Before arriving at HDS, Aboi remembers thinking, “It’s going to be good not to just talk about people of other faiths, but to talk with people of other faiths.”

During his time at HDS, Aboi has focused on gaining the knowledge and skills to become a more skillful peace builder in anticipation of his return to Nigeria. This semester, he’s taking Professor Diane Moore’s class, “Religion, Conflict, and Peace,” as part of his concentration in Religion, Ethics, and Politics. This class is helping him better understand the structural, cultural, and direct forms of violence and peace. After participating in Religions and the Practice of Peace last year, he now serves as an inaugural member of the Sustainable Peace Initiative.

“RPP provides innovative practical possible solutions and examples from peace practitioners around the world, including Nigeria. This learning experience is an important preparation for someone like me who wants to build bridges across differences—to transcend but not obliterate them.”

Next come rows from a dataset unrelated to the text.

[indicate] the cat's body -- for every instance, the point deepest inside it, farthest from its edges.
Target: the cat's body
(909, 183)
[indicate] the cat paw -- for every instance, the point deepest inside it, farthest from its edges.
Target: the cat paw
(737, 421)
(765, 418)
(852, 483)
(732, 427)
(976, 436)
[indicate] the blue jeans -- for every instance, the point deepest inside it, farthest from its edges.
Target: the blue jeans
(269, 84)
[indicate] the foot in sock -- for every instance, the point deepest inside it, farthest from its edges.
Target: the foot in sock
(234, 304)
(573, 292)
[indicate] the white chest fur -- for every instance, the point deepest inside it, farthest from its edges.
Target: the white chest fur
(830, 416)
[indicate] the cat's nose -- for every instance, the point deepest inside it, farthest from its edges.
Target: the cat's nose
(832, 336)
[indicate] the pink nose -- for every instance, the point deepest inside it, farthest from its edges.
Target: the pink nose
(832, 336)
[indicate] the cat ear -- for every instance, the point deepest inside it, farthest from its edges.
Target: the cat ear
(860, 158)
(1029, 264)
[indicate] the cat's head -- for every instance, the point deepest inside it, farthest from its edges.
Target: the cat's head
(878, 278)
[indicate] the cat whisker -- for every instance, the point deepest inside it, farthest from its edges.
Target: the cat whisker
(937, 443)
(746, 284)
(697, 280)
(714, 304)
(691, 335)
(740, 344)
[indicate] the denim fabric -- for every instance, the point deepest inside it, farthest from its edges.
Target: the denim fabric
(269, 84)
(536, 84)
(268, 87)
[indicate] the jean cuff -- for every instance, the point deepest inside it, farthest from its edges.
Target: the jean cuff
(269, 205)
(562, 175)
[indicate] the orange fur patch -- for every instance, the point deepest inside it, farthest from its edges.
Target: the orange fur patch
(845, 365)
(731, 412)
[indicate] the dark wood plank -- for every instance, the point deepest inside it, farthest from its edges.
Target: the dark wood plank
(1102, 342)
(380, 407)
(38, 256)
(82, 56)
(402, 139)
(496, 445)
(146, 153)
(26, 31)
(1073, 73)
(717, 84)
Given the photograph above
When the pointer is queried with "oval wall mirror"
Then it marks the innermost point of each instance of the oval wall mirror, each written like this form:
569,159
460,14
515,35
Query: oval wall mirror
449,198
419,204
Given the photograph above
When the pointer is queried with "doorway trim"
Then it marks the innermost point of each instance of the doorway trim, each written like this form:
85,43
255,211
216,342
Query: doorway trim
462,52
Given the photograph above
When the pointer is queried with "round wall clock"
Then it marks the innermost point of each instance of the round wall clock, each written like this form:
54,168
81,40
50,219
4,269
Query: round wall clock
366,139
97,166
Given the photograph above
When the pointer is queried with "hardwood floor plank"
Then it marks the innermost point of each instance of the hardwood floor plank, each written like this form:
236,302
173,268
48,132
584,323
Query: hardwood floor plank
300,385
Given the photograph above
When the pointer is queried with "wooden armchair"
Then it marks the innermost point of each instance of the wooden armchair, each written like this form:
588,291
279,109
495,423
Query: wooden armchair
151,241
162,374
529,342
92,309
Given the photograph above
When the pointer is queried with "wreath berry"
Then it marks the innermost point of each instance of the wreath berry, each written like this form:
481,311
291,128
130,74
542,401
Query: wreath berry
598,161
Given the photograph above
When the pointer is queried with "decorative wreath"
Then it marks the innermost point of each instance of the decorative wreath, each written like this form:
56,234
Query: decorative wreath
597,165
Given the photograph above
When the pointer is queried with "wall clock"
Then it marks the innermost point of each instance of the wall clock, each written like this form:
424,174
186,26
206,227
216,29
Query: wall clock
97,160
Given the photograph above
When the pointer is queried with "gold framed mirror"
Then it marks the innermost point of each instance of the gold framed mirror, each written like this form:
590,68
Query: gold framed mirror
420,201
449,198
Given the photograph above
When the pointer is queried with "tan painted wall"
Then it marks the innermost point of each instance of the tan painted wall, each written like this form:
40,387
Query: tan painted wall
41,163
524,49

Aboi appreciates the opportunity to study in a pluralistic environment and learn alongside students of different faith traditions. However, he believes that conversations about religious and spiritual differences are still not happening deeply enough at HDS.

“My absolute truths have not been challenged,” he says, but he wishes that they would. “I believe that I am being trained here to be able to impact the real world. But in some ways, it is like I am insulated from the real world because in the real world, you don’t just bring your similarities, you also bring your differences. And the differences are what really matter in the real world because those are the things that could either decide peaceful coexistence or conflict.”

Aboi recognizes that having these conversations requires sensitivity and respect. He envisions the creation of “Why” discussion forums, where students could come together to share why they believe what they believe, and have space to ask one another questions. Aboi wonders what it would be like to discuss evangelicalism in this type of context.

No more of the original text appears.